Perry had to undergo a series of operations to correct hip dislocation and will need to use a wheelchair for the rest of his life.

It means he is totally dependent on his family who care for him on a full-time basis.

Judge Mitchell approved a settlement comprising a £2.15m lump sum and annual payments starting from £150,000-a-year, rising to £240,000 after he reaches the age of 18.

The family was represented by law firm Blake Lapthorn, who specialise in medical negligence.

Sue Jarvis, who represented the family, said: ‘I’m delighted Perry has received such an excellent settlement, particularly bearing in mind that he has a reduced life expectancy because of the trust’s negligence.
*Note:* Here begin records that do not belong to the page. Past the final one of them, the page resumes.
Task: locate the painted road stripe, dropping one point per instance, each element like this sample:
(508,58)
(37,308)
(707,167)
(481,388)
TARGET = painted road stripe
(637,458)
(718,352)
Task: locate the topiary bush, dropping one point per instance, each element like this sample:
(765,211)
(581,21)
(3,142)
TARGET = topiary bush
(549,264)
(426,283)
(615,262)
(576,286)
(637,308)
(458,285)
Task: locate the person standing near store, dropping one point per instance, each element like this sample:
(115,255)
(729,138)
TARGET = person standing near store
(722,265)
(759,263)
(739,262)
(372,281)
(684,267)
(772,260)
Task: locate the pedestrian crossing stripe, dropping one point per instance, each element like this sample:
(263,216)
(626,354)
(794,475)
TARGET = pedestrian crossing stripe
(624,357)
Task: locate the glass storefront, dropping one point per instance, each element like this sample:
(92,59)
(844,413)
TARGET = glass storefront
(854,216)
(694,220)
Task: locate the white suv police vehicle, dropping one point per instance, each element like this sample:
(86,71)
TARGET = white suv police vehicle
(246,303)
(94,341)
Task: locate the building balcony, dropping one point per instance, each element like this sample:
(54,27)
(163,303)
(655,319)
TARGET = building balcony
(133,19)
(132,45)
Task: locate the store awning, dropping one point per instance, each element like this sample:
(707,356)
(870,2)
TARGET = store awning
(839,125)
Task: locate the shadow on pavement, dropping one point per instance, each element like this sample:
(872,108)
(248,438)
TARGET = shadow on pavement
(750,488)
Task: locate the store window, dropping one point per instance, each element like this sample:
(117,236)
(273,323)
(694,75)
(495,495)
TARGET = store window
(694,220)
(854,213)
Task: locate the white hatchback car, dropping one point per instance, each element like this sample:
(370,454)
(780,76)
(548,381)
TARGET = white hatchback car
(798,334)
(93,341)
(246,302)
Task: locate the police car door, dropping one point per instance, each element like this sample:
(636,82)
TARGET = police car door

‘I am pleased the money will mean his family will be able to secure the professional assistance that Perry will need for the rest of his life.’

Margaret Bowron, QC for SUHT, issued a full public apology to Perry and his family for the mistakes made.

She said: ‘We’re truly sorry that Perry suffered such grievous injuries as a result of the inadequacies of his care as a small child.’

She also described him as a “wonderful, happy and positive little boy”.